Waking up at 12:45 a.m. on a Friday to shower, shave and put on a suit is not my usual routine, so to say I was out of sorts would not be a lie.
It was an inauspicious start to the trip to Washington, D.C. as the 1:43 a.m. Long Island Rail Road train on Feb. 27 was roughly 20 minutes late getting to the Copiague station. The LIRR was having a worse time as two train-related accidents the day before — one that killed three people — resulted in chaotic travel on the commuter system.
A wave of desperation washes over you when the only train between its scheduled time and 3:38 a.m. is a train that doesn’t seem to be coming. As I weighed my options — speed to Hicksville, drive to the city, surrender to the travel gods and watch the House Oversight Committee hearing on C-SPAN from home — the Babylon train that was — you guessed it — about 20 minutes late from Penn Station — pulled into Copiague.
The only other person on the platform asked a conductor about the 1:43 a.m. train; the conductor said it will be arriving in five minutes. To me and the other man it seemed manna fell from heaven. Finally seeing the train’s headlight round the bend was a huge sigh of relief.
Getting into Penn Station 20 minutes late cut off the waiting time in the Amtrak area for the 4:40 a.m. train to Washington’s Union Station. If you are expecting a smooth ride, let me end your dream right now. The train jolts, pulls, pushes, rattles and shakes. The effect is akin to being in a dry washing machine.

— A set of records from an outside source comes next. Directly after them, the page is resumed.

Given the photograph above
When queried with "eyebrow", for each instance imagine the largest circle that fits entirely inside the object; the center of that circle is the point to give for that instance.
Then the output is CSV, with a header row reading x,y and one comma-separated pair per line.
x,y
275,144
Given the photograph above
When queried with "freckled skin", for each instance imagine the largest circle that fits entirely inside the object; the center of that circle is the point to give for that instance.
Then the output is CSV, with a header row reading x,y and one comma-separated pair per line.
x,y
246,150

After a brief nap, I awoke to daylight at 6:43 a.m., a much better feeling than seeing the cold darkness of night. Found an article on journalism in the Amtrak magazine, my lucky day?
Edgewood station in Maryland at 7:10 a.m. You see people running for the train and remember for me it’s an adventure, others are just trying to get to work on time.

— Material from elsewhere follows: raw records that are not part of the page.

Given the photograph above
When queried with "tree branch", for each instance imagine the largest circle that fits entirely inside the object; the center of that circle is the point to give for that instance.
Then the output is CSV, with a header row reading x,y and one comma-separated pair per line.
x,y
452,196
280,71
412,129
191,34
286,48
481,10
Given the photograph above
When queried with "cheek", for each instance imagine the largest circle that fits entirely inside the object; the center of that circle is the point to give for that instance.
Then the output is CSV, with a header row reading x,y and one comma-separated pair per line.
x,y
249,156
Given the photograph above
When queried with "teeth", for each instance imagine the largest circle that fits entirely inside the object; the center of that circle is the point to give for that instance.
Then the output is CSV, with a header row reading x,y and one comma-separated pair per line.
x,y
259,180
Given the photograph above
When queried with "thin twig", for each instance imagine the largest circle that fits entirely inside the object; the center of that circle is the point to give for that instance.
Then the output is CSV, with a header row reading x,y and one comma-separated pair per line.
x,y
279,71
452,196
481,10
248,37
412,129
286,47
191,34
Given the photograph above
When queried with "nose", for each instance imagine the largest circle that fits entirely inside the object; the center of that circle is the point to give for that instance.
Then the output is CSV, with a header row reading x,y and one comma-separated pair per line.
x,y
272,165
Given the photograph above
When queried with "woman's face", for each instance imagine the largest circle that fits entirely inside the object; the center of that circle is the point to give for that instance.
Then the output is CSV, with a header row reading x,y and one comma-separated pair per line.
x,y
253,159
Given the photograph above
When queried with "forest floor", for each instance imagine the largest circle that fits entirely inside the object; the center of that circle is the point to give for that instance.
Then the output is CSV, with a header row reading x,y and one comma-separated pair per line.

In D.C., easily grabbed a taxi and within minutes was outside the Rayburn Building. After a roundabout route between the two sides — House and Senate — I see the craziness outside room 2154, where the hearing for Lawrence native Michael Cohen was taking place and headed up stairs to room 2247 — the Overflow Room.
House Oversight and Reform committee Chairman Elijah Cummings banged the gavel at 5:17 p.m. to end the proceeding. I collected my laptop, camera and note pad. I headed downstairs to take in the craziness once more and saw Alex Wagner from the Showtime cable show “The Circus” and as I wheeled around Rep. Debbie Wasserman Schultz, who was one of Cohen’s inquisitors earlier in the day, passed me by.

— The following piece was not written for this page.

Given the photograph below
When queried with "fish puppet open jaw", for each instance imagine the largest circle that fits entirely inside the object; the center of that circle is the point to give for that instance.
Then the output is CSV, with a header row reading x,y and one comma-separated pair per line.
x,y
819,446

Once again, I easily got a cab and in minutes was back at Union Station. Grabbed a meal and relaxed. Killed time in a Hudson News store and bought the John Grisham novel “The Appeal” for the ride. Easy read for tired eyes.
Amtrak caught a tailwind and the 10:37 p.m. was four minutes early. On the 10:45 p.m. LIRR train to Babylon and was home by midnight, what a whirlwind.